Our daily excursions include the largest Neolithic site in Wales at Llanfaethlu, mysterious Mesolithic chambered cairns and tombs, and the finest of Edward I’s Welsh castles, Beaumaris, described as the ‘most technically perfect’ castle in Britain, certainly one of the great masterpieces of the time of Giotto. Travelling through tiny villages studded with Nonconformist chapels, we stop at exquisite stone 12c churches perched on the coastal headlands. At Plas Newydd, seat of the Marquesses of Anglesey, on the Menai Strait facing Snowdonia, we enjoy two of James Wyatt’s most outstanding light-filled interiors, and the dining room covered in mystical Rex Whistler murals.

We stay in the turreted Chateau Rhianfa, now a Grade II listed building, built in 1849 by Sir John Hay Williams, Baronet of Bodelwyddan as a gift for his wife Lady Sarah. We revel in the light of Anglesey and come to understand why the Anglesey landscape painter, Kyffin Williams, wrote of his birthplace: ‘the light was more pearly than that of the mainland, the cottages whiter and more welcoming.’

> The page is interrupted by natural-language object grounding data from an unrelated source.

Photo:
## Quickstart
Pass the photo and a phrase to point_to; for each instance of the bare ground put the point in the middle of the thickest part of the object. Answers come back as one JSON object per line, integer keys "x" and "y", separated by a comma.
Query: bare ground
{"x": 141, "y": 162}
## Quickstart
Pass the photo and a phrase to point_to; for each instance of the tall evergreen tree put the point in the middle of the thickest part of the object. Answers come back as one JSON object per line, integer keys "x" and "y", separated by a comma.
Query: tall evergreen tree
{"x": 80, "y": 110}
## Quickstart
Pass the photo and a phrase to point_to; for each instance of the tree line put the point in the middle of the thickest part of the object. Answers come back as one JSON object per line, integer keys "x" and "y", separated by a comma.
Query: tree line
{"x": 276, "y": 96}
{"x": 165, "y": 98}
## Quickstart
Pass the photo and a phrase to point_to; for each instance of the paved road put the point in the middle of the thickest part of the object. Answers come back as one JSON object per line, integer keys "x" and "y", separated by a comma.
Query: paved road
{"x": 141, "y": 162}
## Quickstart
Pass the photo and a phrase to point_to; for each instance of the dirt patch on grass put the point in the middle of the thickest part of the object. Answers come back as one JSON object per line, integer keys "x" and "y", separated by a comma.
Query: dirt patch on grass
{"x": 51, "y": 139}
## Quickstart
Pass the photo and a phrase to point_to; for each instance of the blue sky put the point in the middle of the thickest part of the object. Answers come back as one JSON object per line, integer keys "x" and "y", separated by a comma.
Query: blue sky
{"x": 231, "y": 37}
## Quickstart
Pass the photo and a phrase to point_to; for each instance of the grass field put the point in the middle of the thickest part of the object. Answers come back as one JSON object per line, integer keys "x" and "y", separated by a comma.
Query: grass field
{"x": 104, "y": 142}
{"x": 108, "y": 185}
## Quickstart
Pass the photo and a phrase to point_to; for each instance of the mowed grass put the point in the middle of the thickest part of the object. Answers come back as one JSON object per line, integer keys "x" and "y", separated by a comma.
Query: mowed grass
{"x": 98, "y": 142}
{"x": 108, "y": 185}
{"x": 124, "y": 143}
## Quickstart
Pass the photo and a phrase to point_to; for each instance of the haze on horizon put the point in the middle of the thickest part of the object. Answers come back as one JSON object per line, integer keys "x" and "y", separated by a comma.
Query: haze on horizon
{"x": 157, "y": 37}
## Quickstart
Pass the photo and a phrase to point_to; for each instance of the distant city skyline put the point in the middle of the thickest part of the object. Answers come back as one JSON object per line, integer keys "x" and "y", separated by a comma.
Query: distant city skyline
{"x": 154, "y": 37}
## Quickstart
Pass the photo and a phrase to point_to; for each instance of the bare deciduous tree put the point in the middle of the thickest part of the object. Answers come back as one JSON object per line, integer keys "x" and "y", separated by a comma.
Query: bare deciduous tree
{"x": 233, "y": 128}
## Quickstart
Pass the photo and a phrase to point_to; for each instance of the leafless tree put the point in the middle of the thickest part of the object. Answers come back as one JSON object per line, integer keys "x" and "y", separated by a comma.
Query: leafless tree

COST £1655 Members, £1705 non-members, Single Room Supplement £200, includes four nights’ accommodation at Chateau Rhianfa with breakfast, all lunches with wine, all dinners in Chateau Rhianfa with wine, all lectures and visits and all coach travel during the tour. Excludes travel to and from Bangor.

We are very sorry to say that this tour is not suitable for those with mobility issues as the terrain around the prehistoric monuments is quite rough and uneven.